Becky didn’t ask any questions, and I didn’t offer any more information. I pushed my keys across the counter. “I need a spare set made from these.”
Becky picked them up and examined the clicker attached to the keys. “For your car?”
I nodded.
She handed them back. “Keys for pretty much any car built after 1995 have a transponder chip inside. I could copy the key, and it’d look identical, but it’d never work in your car. You’ll have to go to a dealership.”
“There’s one on the other side of town,” Mark said quietly behind me.
We might as well continue our wild key chase.
Telling Becky to have a good day would have seemed insensitive. Neither of us were going to have a good day. “Thanks anyway.”
Becky rolled her lips in. “I’m really glad you’re okay. I’m so sorry…I wish…” She shook her head. She held my gaze as if willing me to understand what she couldn’t manage to say.
She didn’t need to apologize for Mandy. I stuffed my keys back in my pocket. “Me too.”

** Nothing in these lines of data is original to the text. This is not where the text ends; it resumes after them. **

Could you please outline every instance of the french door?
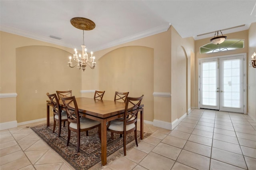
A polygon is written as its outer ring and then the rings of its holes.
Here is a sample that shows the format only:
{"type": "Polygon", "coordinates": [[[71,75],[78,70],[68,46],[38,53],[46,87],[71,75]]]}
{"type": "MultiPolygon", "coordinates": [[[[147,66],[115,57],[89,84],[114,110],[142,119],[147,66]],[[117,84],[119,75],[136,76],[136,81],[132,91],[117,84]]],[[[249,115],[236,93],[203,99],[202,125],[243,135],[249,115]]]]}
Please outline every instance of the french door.
{"type": "Polygon", "coordinates": [[[244,56],[200,60],[200,106],[244,113],[244,56]]]}

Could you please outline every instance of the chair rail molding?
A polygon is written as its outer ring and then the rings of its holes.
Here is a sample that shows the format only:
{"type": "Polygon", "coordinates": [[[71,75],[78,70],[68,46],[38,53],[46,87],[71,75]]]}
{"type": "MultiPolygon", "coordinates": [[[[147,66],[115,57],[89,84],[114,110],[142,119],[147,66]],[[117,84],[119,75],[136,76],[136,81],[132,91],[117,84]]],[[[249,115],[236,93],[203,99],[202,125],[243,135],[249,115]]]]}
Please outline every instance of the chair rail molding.
{"type": "Polygon", "coordinates": [[[156,92],[153,93],[154,97],[171,97],[172,94],[168,92],[156,92]]]}
{"type": "Polygon", "coordinates": [[[0,98],[6,98],[8,97],[16,97],[18,94],[16,93],[0,93],[0,98]]]}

Mark linked my arm through his. He glanced back over his shoulder, but didn’t say anything until we were almost to the doors. “I didn’t realize you two were that close. I know you went to a support group meeting with her back when we suspected her, but she seems really upset.”
She had seemed especially upset. More so than I would have expected given we were barely beyond the acquaintance stage. Then again, she did credit me with preventing former Chief Wilson from hurting anyone else, and a lot of her grief probably stemmed from her damaged faith in Mandy. They’d worked together for years. They might have even been closer than Mandy and I were—than I thought Mandy and I were.

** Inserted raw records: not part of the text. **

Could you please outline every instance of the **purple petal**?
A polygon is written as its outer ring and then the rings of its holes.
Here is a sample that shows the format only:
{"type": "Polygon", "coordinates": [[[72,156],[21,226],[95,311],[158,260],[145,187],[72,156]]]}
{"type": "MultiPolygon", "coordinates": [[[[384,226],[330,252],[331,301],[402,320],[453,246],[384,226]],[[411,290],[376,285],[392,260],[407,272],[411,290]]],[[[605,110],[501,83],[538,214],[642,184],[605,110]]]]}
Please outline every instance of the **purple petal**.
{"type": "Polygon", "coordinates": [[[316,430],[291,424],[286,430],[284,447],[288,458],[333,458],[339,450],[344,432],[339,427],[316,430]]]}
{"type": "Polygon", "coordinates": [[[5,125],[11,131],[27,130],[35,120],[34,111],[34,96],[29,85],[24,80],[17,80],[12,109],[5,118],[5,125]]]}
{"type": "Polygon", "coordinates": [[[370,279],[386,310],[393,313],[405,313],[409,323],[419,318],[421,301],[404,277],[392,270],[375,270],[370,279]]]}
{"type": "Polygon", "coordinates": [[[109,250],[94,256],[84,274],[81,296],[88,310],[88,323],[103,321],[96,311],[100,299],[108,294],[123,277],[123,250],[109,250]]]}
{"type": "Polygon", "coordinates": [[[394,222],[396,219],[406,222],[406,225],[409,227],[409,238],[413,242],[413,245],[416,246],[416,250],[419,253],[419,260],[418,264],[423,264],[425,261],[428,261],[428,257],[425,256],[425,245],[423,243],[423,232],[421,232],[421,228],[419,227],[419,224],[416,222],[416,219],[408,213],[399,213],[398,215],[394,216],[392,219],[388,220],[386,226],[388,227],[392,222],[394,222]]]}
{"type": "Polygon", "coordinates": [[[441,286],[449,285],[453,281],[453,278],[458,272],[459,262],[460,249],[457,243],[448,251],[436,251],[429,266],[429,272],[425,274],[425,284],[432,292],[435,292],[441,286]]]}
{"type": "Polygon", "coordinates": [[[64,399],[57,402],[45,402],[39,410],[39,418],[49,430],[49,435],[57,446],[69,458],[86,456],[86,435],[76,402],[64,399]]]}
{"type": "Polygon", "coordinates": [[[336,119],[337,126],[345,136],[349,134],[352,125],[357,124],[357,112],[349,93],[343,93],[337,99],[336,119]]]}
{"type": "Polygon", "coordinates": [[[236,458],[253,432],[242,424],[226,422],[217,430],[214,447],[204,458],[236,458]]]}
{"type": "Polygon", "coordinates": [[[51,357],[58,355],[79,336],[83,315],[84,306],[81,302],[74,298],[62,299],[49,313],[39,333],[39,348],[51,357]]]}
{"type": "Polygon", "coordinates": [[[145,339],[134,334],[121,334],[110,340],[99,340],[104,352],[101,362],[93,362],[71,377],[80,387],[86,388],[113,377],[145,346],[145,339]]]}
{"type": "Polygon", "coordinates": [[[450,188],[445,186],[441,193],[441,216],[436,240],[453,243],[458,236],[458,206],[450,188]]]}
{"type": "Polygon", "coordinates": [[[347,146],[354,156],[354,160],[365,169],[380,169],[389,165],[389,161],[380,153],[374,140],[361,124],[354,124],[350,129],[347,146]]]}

Besides, even though I’d only attended a single meeting, I suspected support group members bonded more quickly than people who met other ways.
Mark chauffeured me to the car dealership, where I ordered another key, and then we headed for Quantum Mechanics to sign off on whatever repairs Tony needed to make to my car. Fix-A-Dent was technically the body work shop in town, but Tony was the one I trusted with my car. I also wasn’t willing to face a stranger right now, who I’d have to explain the strange damage to. Well, you see, I was holding an unconscious woman while sitting on a rock at the bottom of a steep drop… That wouldn’t sound crazy or made-up at all.

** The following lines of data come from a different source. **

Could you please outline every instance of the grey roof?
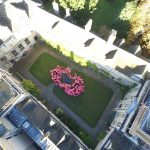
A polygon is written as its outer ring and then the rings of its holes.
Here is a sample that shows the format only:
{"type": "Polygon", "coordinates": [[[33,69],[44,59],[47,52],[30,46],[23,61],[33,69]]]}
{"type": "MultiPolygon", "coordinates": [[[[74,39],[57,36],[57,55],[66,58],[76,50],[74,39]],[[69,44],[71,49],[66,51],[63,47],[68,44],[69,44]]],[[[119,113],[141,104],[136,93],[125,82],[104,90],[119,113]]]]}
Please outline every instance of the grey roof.
{"type": "Polygon", "coordinates": [[[28,7],[28,4],[24,0],[18,3],[17,2],[11,3],[11,5],[13,5],[14,7],[18,9],[24,10],[29,17],[29,7],[28,7]]]}
{"type": "MultiPolygon", "coordinates": [[[[27,118],[28,120],[38,129],[40,129],[45,135],[48,134],[48,137],[54,144],[58,144],[62,137],[65,136],[65,139],[59,143],[61,150],[79,150],[83,145],[78,145],[77,139],[70,134],[64,126],[58,122],[40,103],[35,100],[26,99],[16,105],[27,118]],[[55,122],[53,125],[50,125],[50,121],[55,122]]],[[[58,146],[58,147],[59,147],[58,146]]],[[[84,148],[86,149],[86,147],[84,148]]]]}
{"type": "Polygon", "coordinates": [[[0,80],[0,109],[13,97],[9,85],[3,80],[0,80]]]}
{"type": "Polygon", "coordinates": [[[135,74],[143,74],[145,71],[146,65],[138,65],[134,68],[134,73],[135,74]]]}
{"type": "Polygon", "coordinates": [[[56,22],[52,25],[52,29],[54,29],[54,28],[57,26],[58,23],[59,23],[59,21],[56,21],[56,22]]]}
{"type": "Polygon", "coordinates": [[[1,46],[3,43],[4,43],[3,40],[0,39],[0,46],[1,46]]]}
{"type": "Polygon", "coordinates": [[[46,127],[46,123],[49,122],[49,113],[45,111],[41,105],[31,99],[19,103],[17,107],[40,130],[43,130],[46,127]]]}
{"type": "Polygon", "coordinates": [[[7,17],[5,4],[0,5],[0,25],[7,26],[12,31],[11,20],[7,17]]]}
{"type": "Polygon", "coordinates": [[[104,142],[101,150],[141,150],[121,131],[114,130],[104,142]]]}
{"type": "Polygon", "coordinates": [[[32,1],[35,2],[35,3],[43,5],[43,2],[41,0],[32,0],[32,1]]]}
{"type": "Polygon", "coordinates": [[[115,54],[116,54],[117,50],[112,50],[110,52],[108,52],[105,56],[106,56],[106,59],[112,59],[115,54]]]}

By the time we reached Quantum Mechanics, though, I felt like someone had vacuumed out all my energy.
“Do you want me to go in and take care of it?” Mark asked.
“And grab whatever I left in my backseat, please.”
He pulled his phone out of his pocket and laid it on the seat beside me. “In case you want to call your mom.”
I did want to talk to my mom, but not now. She’d want to tell me about Mandy’s interrogation and whether or not she’d pled guilty. A nap seemed like a better way to go.
I’d always thought you weren’t supposed to sleep if you had a possible concussion, but Dr. Santos said that was only if I was showing symptoms like dilated pupils and trouble walking. And so long as someone woke me every two hours to check for worsening symptoms. Mark definitely wouldn’t take more than two hours in Quantum Mechanics—Tony wasn’t much for small talk—so I might as well let my eyes drift shut.
I laid my head back into the headrest.
Mark’s phone rang. I glared down at the screen. Fair Haven PD.
Ugg. I couldn’t let it go to voicemail. Despite having taken a personal day, Mark might still be needed for something. Plus, it could be my mom. She’d know by now that my cell phone was sunken treasure. Even once they pulled Alice’s car from the lake and I got my credit cards and driver’s license back, my phone would be trash.
If it was my mom and I didn’t answer, the consequences would rival the ten plagues in the book of Exodus.
I picked up the phone and swiped my finger across the screen. “Mark Cavanaugh’s phone. Nicole speaking.”
“I knew Mark would be able to get a hold of you.”